Data sets that conform to Benford's Law
While stock market prices conform very accurately to Benford's Law, sets of numbers within a single order of magnitude do not. For example, the heights of adults, which will have a starting digit of "4", "5", "6" or possibly even "7", and IQ scores, which range from 70 to 130 or above, are unlikely to conform to Benford's Law.
However, if we look at the heights of the 58 tallest structures in the world, "1" is overwhelmingly the most common leading digit regardless of the unit of measurement. That means it doesn't matter if we measure structure heights in meters, yards, feet, inches, or centimeters, "1" still wins.
When a data set is scale invariant, that is, it is independent of the units that the data are expressed in, the distribution of first digits always conforms to Benford's Law.
If we look at the populations of the 150 most populated countries in the world, guess what leading digit wins again, the number "1".
Uses for Benford's Law
In 1972, the economist Hal Varian, who is now Google's chief economist, suggested using Benford's Law to detect fraud in economic data. It is rumored that the Internal Revenue Service, (IRS) uses Benford's Law to analyze income tax returns, and Benford's Law has even been admitted in criminal cases on the federal, state, and local levels.
After the introduction of the Euro in 2002, Benford's Law was applied to the prices of goods which had to be converted from various currencies into the Euro.

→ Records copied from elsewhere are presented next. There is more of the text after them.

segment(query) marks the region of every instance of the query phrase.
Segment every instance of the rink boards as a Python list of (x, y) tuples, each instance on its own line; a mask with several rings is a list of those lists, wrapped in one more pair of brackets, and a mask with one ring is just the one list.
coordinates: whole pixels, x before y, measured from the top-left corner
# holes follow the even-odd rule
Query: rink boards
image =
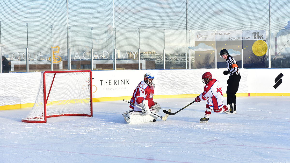
[[(204, 73), (223, 86), (226, 96), (229, 75), (225, 69), (124, 70), (92, 71), (93, 101), (129, 99), (134, 90), (148, 72), (155, 76), (155, 98), (195, 97), (205, 84)], [(240, 69), (241, 76), (237, 96), (289, 96), (289, 68)], [(0, 74), (0, 110), (33, 106), (37, 95), (41, 73)], [(68, 81), (69, 82), (69, 81)]]

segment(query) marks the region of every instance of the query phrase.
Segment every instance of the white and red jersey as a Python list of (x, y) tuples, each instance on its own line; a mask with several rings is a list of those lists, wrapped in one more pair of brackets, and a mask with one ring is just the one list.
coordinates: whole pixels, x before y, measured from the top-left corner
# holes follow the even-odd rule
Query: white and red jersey
[[(149, 86), (144, 81), (140, 82), (138, 85), (133, 93), (133, 96), (131, 99), (130, 102), (139, 105), (144, 99), (148, 100), (148, 105), (149, 108), (154, 105), (153, 101), (153, 95), (154, 94), (154, 87), (153, 84), (151, 87)], [(130, 104), (130, 108), (133, 109), (137, 111), (141, 111), (142, 109), (139, 108)]]
[(206, 106), (211, 109), (218, 109), (224, 106), (224, 96), (220, 82), (213, 79), (204, 86), (203, 92), (199, 95), (202, 101), (207, 100)]

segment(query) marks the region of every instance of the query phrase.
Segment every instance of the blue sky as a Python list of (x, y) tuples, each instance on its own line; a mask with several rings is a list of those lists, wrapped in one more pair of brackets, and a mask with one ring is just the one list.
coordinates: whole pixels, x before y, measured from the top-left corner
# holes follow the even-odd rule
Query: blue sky
[[(290, 13), (285, 11), (290, 8), (290, 3), (286, 0), (271, 2), (271, 33), (275, 36), (289, 25)], [(111, 42), (112, 37), (110, 28), (113, 26), (113, 1), (68, 0), (68, 2), (69, 25), (73, 27), (73, 27), (77, 27), (74, 29), (82, 29), (78, 32), (75, 30), (71, 34), (72, 45), (79, 46), (80, 44), (83, 45), (81, 46), (91, 48), (90, 32), (90, 27), (93, 27), (95, 30), (93, 30), (93, 48), (111, 48), (111, 43), (109, 42)], [(23, 42), (26, 38), (25, 24), (27, 23), (30, 28), (38, 26), (29, 28), (32, 31), (28, 32), (30, 37), (34, 40), (29, 41), (29, 46), (36, 47), (40, 42), (44, 45), (51, 44), (50, 26), (53, 24), (52, 40), (55, 43), (53, 46), (60, 44), (65, 49), (67, 46), (66, 2), (64, 0), (1, 1), (0, 21), (3, 24), (1, 29), (4, 37), (2, 38), (2, 44), (10, 46), (15, 44), (21, 49), (25, 47), (26, 43)], [(182, 49), (182, 47), (184, 47), (185, 51), (186, 33), (177, 30), (186, 29), (186, 1), (116, 0), (114, 4), (114, 27), (117, 29), (115, 47), (128, 50), (141, 47), (148, 50), (157, 51), (165, 46), (172, 52), (182, 50), (176, 49)], [(265, 0), (188, 0), (187, 29), (269, 30), (269, 1)], [(13, 27), (14, 31), (7, 27), (11, 26)], [(138, 28), (146, 31), (148, 35), (145, 33), (142, 35), (136, 32)], [(157, 35), (154, 34), (156, 31), (149, 35), (150, 30), (177, 30), (175, 32), (171, 31), (169, 35), (166, 32), (163, 36), (162, 31)], [(33, 32), (37, 30), (37, 32)], [(95, 32), (97, 30), (104, 32), (97, 34)], [(289, 33), (289, 30), (284, 30), (286, 32), (284, 33), (286, 34), (284, 36)], [(45, 34), (38, 37), (42, 34)], [(124, 35), (128, 38), (121, 37)], [(143, 37), (139, 37), (141, 36)], [(287, 37), (281, 37), (283, 38), (279, 41), (281, 45), (278, 45), (281, 48), (283, 43), (286, 43), (284, 40)], [(10, 37), (20, 39), (7, 40)], [(155, 44), (153, 45), (152, 42)], [(187, 44), (188, 46), (189, 43)]]

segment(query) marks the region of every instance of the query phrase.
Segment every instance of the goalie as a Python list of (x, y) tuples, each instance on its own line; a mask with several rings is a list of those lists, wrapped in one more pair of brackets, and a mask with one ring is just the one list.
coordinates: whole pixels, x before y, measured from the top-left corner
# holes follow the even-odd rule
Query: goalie
[(202, 82), (205, 84), (203, 92), (195, 98), (196, 102), (207, 99), (204, 117), (200, 119), (200, 123), (206, 122), (209, 119), (211, 111), (216, 113), (226, 111), (231, 108), (233, 110), (233, 104), (224, 105), (224, 96), (222, 87), (216, 79), (212, 77), (211, 74), (206, 72), (202, 75)]
[(151, 112), (157, 113), (161, 108), (159, 104), (153, 101), (155, 86), (153, 84), (154, 81), (154, 76), (150, 73), (145, 74), (144, 81), (140, 82), (135, 89), (130, 102), (137, 106), (130, 104), (129, 107), (132, 109), (124, 112), (123, 115), (127, 123), (156, 120), (157, 117), (152, 115)]

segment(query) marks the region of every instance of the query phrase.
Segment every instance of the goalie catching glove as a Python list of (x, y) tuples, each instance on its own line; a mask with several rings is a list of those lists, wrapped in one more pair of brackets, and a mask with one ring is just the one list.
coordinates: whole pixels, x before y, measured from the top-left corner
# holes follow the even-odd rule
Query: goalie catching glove
[(200, 102), (201, 100), (200, 99), (200, 98), (199, 98), (199, 96), (197, 96), (195, 99), (195, 102)]
[(148, 100), (144, 99), (142, 102), (142, 108), (145, 111), (146, 113), (149, 115), (151, 114), (151, 112), (150, 111), (149, 106), (148, 106)]

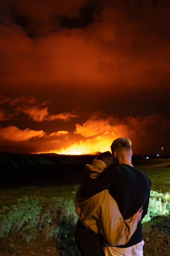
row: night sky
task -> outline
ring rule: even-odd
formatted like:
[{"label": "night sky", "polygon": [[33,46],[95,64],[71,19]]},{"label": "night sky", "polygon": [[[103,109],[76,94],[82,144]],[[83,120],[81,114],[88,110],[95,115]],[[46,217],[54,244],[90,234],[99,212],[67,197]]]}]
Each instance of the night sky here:
[{"label": "night sky", "polygon": [[0,0],[0,151],[170,154],[170,1]]}]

While the first digits of the new prices in Euros conformed to Benford's Law, the second and third digits did not, and this confirmed that there was a difficulty in converting prices to the new currency.
Recently, researchers have applied Benford's Law to the daily number of COVID-19 cases and deaths reported by several counties. While numbers from the U.S., Brazil, India, Peru, South Africa, Colombia, Mexico, Spain, Argentina, Chile, the UK, France, Saudi Arabia, China, Philippines, Belgium, Pakistan, and Italy all conformed to Benford's Law, numbers from Russia and Iran did not.
Recently, Physics World reported that an analysis of the 2020 election votes using Benford's Law found no irregularities in the vote counts from Fulton County, GA, Allegheny County, PA, Milwaukee, WI, and Chicago, IL.
If you want to confirm Benford's Law for yourself, in the image at the top of the screen, try comparing the numbers having the leading digit "1" with those having other leading digits. Guess who wins.